Question:- Prove that there exists no positive integer $n$ for which $\sqrt {n-1}+\sqrt{n+1}$ is a rational number.

Answer 1

Prove by contradiction. Let $a,b\in\Bbb Z^+$.

$$\sqrt{n+1}+\sqrt{n-1}=\frac{a}{b}\,\stackrel{2}\implies\, 2n+2\sqrt{n^2-1}=\frac{a^2}{b^2}$$

$$\implies n^2-1=\left(\frac{\frac{a^2}{b^2}-2n}{2}\right)^2\implies n=\pm 1,$$

because $n^2-1$ is a square of a rational (thus of an integer), and the only consecutive integer squares are $0,1$.

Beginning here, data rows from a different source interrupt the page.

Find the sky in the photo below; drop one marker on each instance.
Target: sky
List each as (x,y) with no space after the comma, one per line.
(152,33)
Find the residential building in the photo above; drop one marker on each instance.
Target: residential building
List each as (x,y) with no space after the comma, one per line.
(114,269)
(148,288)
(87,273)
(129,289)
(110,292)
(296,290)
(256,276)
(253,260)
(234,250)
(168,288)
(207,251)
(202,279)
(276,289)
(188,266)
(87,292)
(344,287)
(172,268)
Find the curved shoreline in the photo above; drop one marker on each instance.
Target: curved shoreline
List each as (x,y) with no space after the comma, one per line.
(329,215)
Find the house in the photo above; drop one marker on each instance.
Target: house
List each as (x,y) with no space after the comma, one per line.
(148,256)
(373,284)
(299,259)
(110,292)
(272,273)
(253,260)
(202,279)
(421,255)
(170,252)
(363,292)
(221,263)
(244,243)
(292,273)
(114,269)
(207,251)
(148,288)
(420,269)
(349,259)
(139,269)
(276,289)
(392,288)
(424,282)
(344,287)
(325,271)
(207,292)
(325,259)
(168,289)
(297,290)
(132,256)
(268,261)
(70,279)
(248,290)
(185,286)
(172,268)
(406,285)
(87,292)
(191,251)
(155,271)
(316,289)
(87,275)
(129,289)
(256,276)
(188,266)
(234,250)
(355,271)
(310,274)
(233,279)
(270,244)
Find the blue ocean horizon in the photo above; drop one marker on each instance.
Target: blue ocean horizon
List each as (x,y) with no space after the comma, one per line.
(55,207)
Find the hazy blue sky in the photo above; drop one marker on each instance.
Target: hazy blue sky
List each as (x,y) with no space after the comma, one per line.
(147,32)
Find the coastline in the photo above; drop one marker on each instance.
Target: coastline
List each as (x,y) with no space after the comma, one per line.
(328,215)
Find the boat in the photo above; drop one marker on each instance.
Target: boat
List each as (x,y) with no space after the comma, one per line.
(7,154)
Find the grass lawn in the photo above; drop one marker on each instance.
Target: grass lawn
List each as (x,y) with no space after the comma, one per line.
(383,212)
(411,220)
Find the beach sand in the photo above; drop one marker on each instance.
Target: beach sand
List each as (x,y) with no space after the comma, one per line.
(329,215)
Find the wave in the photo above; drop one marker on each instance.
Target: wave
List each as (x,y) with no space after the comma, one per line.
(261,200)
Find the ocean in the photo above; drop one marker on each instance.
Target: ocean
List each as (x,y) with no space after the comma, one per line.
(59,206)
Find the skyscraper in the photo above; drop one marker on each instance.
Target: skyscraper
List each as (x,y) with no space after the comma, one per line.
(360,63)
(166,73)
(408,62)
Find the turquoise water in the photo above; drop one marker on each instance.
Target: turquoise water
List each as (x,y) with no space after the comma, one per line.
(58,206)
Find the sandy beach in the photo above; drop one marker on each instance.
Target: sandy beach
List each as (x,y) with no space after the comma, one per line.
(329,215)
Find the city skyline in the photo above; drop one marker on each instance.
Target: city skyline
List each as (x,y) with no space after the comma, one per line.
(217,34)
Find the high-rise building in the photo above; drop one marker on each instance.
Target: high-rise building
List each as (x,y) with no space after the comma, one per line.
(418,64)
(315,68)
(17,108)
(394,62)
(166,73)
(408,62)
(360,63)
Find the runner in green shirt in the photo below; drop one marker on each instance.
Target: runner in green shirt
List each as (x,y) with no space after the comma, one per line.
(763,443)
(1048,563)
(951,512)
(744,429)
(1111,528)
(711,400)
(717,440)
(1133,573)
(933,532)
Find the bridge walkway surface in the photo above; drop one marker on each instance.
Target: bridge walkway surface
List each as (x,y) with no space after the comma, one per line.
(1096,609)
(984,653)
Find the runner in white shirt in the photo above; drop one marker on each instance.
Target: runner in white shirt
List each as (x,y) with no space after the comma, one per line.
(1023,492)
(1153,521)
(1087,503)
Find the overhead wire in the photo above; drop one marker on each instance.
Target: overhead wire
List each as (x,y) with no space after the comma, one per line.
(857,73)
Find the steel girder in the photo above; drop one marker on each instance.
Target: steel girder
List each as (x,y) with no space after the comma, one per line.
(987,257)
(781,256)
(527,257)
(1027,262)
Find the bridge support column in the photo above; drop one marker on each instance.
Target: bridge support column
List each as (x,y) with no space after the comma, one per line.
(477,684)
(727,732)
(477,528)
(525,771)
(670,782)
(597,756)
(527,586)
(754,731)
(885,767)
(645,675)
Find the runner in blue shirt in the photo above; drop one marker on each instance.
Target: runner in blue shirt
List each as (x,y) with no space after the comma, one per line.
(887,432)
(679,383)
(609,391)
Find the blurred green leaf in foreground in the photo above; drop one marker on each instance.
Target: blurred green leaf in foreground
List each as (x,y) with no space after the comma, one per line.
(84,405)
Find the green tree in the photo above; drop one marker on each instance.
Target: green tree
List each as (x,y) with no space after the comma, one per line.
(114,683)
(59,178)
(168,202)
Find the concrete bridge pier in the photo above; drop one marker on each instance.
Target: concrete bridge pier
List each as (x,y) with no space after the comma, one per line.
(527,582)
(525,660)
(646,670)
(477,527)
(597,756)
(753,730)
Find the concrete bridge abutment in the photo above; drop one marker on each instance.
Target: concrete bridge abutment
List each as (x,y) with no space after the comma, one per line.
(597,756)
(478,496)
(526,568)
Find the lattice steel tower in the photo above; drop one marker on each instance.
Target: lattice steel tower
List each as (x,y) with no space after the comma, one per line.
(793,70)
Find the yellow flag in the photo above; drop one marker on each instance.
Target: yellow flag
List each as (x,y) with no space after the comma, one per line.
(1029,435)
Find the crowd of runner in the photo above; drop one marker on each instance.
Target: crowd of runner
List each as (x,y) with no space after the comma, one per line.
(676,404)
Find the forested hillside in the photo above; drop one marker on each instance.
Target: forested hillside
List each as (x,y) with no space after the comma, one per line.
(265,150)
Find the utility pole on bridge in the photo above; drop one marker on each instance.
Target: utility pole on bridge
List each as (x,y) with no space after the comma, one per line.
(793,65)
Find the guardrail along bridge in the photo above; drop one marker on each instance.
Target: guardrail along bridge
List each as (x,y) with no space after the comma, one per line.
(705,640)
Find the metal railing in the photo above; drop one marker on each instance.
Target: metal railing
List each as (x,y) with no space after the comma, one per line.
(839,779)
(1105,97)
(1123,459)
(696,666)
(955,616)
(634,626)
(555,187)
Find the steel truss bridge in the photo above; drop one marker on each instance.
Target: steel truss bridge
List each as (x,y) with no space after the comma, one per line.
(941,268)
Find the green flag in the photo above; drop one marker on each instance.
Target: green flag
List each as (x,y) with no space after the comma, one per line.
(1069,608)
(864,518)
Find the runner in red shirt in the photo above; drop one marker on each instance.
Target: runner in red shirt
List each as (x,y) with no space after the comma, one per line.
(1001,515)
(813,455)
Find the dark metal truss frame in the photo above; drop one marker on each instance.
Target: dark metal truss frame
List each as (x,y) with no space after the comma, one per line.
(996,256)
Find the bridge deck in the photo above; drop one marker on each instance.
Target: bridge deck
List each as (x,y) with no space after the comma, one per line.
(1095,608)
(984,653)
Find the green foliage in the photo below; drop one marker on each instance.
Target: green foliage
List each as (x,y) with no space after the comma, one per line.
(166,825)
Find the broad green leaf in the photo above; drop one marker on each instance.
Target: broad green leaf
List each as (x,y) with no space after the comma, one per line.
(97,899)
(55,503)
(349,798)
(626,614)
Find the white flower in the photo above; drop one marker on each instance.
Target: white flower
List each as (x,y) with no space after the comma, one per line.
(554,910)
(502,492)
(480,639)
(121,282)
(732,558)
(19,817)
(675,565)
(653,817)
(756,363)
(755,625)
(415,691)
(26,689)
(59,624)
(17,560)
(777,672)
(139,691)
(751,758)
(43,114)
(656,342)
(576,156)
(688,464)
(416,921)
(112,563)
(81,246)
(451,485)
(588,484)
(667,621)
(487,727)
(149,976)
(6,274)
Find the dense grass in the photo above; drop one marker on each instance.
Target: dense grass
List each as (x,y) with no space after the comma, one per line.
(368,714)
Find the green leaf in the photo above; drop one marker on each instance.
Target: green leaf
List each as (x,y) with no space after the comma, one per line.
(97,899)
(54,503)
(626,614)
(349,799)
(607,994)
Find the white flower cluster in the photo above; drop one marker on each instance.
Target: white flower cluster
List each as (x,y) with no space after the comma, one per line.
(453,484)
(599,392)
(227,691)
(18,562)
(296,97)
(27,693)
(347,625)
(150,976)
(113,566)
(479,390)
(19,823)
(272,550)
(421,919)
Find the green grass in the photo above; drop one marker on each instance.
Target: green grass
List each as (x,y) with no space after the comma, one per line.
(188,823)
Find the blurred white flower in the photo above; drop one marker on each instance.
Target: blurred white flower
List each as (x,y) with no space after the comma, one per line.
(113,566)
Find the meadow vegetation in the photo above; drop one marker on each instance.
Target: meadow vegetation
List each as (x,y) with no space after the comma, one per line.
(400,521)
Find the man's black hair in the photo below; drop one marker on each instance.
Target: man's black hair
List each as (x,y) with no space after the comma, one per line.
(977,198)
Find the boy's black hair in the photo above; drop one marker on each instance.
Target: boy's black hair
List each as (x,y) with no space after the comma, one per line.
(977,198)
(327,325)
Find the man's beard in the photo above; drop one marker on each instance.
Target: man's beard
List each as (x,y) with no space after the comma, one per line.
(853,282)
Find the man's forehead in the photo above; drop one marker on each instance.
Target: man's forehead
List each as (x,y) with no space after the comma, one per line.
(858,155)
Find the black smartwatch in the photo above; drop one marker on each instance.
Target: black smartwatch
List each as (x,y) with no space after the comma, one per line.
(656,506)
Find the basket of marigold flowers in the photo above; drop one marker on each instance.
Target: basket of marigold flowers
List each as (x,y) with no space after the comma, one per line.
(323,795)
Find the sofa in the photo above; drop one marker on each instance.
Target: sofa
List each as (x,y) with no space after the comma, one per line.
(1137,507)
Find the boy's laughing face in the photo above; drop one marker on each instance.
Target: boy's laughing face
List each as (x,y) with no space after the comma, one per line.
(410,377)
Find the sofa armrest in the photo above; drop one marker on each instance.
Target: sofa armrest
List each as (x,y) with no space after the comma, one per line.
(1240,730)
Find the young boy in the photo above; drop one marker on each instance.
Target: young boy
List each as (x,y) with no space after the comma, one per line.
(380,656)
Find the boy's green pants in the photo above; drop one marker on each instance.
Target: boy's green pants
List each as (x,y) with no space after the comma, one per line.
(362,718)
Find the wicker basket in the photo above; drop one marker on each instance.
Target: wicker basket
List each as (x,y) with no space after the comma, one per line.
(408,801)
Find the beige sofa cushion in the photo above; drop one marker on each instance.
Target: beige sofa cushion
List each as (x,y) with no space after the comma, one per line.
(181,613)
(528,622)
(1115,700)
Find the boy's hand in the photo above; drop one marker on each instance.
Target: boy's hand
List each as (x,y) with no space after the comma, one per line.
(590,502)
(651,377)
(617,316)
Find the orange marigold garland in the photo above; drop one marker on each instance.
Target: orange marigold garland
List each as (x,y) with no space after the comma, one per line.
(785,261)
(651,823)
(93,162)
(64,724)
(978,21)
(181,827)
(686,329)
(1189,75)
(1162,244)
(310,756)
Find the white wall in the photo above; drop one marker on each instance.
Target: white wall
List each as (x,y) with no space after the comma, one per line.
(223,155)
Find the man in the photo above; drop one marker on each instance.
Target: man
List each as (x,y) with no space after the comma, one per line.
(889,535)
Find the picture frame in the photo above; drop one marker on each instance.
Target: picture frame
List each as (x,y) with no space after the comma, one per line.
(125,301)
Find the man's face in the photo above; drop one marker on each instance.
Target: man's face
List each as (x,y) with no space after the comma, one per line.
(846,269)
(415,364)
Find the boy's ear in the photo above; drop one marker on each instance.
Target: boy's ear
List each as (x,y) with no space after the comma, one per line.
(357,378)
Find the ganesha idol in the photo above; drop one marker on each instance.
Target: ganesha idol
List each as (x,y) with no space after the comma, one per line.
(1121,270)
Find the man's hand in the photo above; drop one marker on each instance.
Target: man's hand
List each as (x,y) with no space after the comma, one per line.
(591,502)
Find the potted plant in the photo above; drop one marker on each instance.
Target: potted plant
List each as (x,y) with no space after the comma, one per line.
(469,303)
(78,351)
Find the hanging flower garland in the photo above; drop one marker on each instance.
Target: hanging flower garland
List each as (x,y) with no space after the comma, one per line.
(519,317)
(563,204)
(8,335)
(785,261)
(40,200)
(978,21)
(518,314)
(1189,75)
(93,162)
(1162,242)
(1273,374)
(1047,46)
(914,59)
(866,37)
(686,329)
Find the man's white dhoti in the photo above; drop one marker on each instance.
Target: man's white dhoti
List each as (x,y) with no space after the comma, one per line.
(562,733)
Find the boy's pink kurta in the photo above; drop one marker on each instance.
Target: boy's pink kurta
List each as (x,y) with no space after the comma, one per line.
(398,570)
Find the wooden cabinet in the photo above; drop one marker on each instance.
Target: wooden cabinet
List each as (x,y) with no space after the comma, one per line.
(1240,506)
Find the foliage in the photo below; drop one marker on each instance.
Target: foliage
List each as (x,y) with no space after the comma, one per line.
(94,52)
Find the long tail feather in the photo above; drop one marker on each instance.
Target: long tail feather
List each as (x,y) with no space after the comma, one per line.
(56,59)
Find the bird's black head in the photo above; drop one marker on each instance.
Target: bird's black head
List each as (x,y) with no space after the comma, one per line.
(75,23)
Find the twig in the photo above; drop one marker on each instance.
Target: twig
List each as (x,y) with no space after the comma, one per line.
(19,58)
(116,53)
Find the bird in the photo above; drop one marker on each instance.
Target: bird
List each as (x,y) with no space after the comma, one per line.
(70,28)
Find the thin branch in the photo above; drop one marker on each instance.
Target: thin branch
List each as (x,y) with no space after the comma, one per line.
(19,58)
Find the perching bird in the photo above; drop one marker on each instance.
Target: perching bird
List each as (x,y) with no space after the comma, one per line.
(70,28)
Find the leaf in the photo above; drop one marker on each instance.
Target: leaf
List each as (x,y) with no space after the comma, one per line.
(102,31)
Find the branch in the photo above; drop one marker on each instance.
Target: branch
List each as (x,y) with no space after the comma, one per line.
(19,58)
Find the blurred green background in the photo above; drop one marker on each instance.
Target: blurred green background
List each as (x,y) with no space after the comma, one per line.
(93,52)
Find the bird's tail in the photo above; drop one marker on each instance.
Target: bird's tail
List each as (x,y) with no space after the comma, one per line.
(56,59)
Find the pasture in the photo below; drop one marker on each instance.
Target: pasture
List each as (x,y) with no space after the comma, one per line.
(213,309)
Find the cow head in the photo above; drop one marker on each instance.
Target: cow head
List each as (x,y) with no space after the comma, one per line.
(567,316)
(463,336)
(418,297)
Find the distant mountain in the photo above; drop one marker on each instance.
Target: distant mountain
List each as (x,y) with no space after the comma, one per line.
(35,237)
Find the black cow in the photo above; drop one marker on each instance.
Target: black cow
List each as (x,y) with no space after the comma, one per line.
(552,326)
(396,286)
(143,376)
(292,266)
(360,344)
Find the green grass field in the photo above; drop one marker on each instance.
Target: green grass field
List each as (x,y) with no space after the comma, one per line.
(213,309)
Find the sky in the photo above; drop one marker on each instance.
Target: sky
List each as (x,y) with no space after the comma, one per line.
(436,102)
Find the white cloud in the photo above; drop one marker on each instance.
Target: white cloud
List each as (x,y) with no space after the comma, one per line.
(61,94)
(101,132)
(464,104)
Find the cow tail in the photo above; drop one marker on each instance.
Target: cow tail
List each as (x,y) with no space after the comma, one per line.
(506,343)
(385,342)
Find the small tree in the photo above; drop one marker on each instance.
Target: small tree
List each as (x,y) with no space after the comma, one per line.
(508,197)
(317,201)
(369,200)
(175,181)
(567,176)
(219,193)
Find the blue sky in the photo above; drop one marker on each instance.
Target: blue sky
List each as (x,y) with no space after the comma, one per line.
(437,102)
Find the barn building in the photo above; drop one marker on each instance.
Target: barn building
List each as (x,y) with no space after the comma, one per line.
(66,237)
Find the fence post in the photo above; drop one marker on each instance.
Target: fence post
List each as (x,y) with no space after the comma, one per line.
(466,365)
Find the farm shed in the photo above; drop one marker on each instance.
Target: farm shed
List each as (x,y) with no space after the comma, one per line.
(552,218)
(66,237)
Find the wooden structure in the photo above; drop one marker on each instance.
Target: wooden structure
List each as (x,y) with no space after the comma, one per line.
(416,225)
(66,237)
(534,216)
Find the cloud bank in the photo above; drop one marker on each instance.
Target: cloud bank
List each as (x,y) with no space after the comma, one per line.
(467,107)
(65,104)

Get a contradiction. I assume you know why $\sqrt{2}$ is irrational (see here for why $\sqrt{n}$ with $n\in\Bbb Z_{\ge 0}$ is either an integer or irrational).

Answer 2

Assuming $\sqrt{n-1}+\sqrt{n+1}\in\mathbb{Q}$, then the square also belong to $\mathbb{Q}$, so $\sqrt{n^2-1}$ belongs to $\mathbb{Q}$, so $n^2-1$ is a square, so $n=1$. But for $n=1$ we have $\sqrt{n-1}+\sqrt{n+1}=\sqrt{2}\not\in\mathbb{Q}$.

Answer 3

Alternatively, let $p = \sqrt{n-1}, q = \sqrt{n+1} \Rightarrow n = \dfrac{(n-1)+(n+1)}{2}=\dfrac{p^2+q^2}{2}= \dfrac{1}{2}\cdot \left((p+q)^2 - 2pq\right)\Rightarrow n + pq = \dfrac{(p+q)^2}{2}\Rightarrow n + \sqrt{n^2-1} = \dfrac{(p+q)^2}{2}\Rightarrow \sqrt{n^2-1} = \dfrac{(p+q)^2}{2}-n \in \mathbb{Q}$ since $p+q \in \mathbb{Q}$. Thus $n^2-1 = k^2 \Rightarrow n^2-k^2 = 1 \Rightarrow (n-k)(n+k) = 1 \Rightarrow n - k = n+k = 1 \Rightarrow n = 1, k = 0 \Rightarrow p+q = \sqrt{2} \in \mathbb{Q}$, contradiction.

Answer 4

Let $\sqrt{n+1}+\sqrt{n-1}=t$; then $$ t=\sqrt{n+1}+\sqrt{n-1}\frac{\sqrt{n+1}-\sqrt{n-1}}{\sqrt{n+1}-\sqrt{n-1}} =\frac{2}{\sqrt{n+1}-\sqrt{n-1}} $$ and so $$ \sqrt{n+1}-\sqrt{n-1}=\frac{2}{t} $$ Thus $$ 2\sqrt{n+1}=\frac{2}{t}+t=\frac{2+t^2}{t} $$ and so $$ n+1=\frac{4+4t^2+t^4}{4t^2} $$ and we can rearrange this to $$ t^4-4nt^2+4=0 $$ A rational root of this polynomial must be in the set $\{1,-1,2,-2,4,-4\}$, but none of these numbers is a root: \begin{align} &(\pm1)^4-4n(\pm1)^2+4=5-4n\ne0\\ &(\pm2)^4-4n(\pm2)^2+4=20-16n=4(5-4n)\ne0\\ &(\pm4)^4-4n(\pm4)^2+4=260-64n=4(65-16n)\ne0 \end{align}